There are two things hitting home with Billy Vunipola as he approaches the third Test in Sydney on Saturday. He is finally getting in tune with coach Eddie Jones's notion that he can be the best No. 8 in the world and he knows he must not repeat the sort of clanger he made on the stroke of half-time last weekend that led to one of the most astonishing rearguard defensive performances ever produced by an England side.
Vunipola is a player transformed under Jones: more dynamic, more assured, more at ease with himself and who he is, a Tongan, Sydney-born, Wales and England-shaped personality, who is beginning to realise his potential on the world stage. It would help that development if the 23-year-old could avoid another momentary lapse of concentration like the one when he hoofed the ball into touch in the belief that the clock had run down on the first half. Instead there were two seconds left and the Wallabies went for the jugular, subjecting England to a 22-phase attack that lasted almost three minutes.
It will go down as a defining moment in the growing history of this Jones team, a goal-line stand that ranks alongside that of the 13 men who held out for victory against the All Blacks in Wellington in 2003. That sort of lung-rasping resistance becomes something to draw on in hard times, a reference point. And it all came from a cock-up.
"There was no one else to blame but myself," Vunipola said. "I thought the time was up but obviously it wasn't. It was never my intention to make the boys work like that, but it did give us a lot of confidence going into half-time that we could hold our line. The only thing going through my head was the thought of getting up and tackling someone, to not let them score.

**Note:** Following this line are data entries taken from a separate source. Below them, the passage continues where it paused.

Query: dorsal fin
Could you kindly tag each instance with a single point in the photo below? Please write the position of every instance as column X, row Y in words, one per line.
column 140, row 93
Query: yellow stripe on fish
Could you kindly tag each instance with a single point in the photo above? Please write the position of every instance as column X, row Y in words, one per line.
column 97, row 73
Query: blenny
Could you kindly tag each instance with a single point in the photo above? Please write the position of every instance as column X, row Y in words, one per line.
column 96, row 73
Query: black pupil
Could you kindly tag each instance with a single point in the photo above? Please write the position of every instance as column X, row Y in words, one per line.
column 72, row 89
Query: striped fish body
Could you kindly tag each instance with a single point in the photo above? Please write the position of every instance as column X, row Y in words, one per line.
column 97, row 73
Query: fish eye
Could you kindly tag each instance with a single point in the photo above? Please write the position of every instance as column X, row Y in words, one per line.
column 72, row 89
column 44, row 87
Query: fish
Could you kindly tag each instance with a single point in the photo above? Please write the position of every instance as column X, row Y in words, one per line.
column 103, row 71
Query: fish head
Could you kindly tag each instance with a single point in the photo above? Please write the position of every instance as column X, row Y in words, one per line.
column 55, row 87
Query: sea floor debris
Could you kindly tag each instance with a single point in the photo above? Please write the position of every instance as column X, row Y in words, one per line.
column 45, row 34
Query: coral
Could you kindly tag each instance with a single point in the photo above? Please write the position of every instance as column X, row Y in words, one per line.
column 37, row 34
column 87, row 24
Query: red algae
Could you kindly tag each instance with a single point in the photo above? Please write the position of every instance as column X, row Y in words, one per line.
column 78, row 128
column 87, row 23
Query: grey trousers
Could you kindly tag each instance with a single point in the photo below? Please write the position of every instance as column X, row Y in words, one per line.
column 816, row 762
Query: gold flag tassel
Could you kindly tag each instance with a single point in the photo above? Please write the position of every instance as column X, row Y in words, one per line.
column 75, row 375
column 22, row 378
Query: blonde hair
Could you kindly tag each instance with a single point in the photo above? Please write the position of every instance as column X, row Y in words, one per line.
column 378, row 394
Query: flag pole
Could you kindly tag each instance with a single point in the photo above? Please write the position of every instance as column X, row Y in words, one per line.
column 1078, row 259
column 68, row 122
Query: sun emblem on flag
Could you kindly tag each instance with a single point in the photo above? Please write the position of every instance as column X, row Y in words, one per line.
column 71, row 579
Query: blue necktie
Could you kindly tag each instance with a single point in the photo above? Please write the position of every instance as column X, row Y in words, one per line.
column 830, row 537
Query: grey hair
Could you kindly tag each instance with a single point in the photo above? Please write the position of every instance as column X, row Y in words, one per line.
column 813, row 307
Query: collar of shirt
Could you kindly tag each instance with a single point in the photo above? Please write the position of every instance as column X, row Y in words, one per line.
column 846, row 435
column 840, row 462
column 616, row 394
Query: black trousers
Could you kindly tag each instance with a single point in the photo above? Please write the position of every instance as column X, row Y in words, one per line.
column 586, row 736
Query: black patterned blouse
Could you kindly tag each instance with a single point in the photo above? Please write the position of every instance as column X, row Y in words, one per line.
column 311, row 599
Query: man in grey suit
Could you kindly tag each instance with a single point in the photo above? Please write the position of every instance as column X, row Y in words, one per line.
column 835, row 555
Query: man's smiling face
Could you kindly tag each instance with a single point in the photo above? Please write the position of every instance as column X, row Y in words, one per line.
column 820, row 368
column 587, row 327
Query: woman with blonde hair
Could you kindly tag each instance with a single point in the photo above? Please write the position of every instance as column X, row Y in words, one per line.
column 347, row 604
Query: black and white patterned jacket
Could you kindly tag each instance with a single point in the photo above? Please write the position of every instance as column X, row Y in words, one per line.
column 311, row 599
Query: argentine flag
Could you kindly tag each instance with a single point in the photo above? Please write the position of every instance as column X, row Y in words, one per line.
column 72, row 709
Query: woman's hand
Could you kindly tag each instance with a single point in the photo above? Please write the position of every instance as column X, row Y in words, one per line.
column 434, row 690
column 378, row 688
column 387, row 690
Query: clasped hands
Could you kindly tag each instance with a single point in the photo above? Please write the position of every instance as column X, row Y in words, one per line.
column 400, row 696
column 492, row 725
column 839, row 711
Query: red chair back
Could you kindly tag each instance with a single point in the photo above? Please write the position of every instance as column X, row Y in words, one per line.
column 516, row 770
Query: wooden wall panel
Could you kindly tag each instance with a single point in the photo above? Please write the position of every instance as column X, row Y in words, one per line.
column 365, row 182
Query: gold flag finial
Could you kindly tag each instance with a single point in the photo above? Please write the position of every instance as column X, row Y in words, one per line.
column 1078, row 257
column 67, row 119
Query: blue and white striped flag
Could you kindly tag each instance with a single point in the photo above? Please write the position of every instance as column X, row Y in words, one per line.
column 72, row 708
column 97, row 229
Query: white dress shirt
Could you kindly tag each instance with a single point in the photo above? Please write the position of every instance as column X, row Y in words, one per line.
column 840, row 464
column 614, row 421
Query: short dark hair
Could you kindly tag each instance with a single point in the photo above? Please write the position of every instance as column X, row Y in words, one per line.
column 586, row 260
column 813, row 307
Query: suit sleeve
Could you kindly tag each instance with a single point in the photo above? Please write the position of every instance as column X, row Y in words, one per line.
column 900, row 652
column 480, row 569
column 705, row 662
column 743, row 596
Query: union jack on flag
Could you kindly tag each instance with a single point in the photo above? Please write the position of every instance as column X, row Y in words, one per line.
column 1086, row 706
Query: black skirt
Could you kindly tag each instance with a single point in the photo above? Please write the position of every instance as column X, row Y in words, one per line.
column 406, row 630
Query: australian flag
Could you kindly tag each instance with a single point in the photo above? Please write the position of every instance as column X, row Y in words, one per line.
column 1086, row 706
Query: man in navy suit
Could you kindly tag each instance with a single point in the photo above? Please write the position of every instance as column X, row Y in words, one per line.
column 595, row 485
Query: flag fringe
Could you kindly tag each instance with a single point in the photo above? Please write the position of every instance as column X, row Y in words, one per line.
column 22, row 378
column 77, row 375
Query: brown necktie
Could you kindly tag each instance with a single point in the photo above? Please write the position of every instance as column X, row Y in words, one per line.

"Once you've made a decision it is important that you move on quickly. We have that mindset as a team. We back each other up. The boys certainly backed me up from that decision. It was my error. We had packed down for a scrum and I saw that there were 20 seconds left. I thought to myself that a scrum doesn't last 20 seconds, so I held the ball in but I didn't actually look up at the clock It wasn't a smart decision.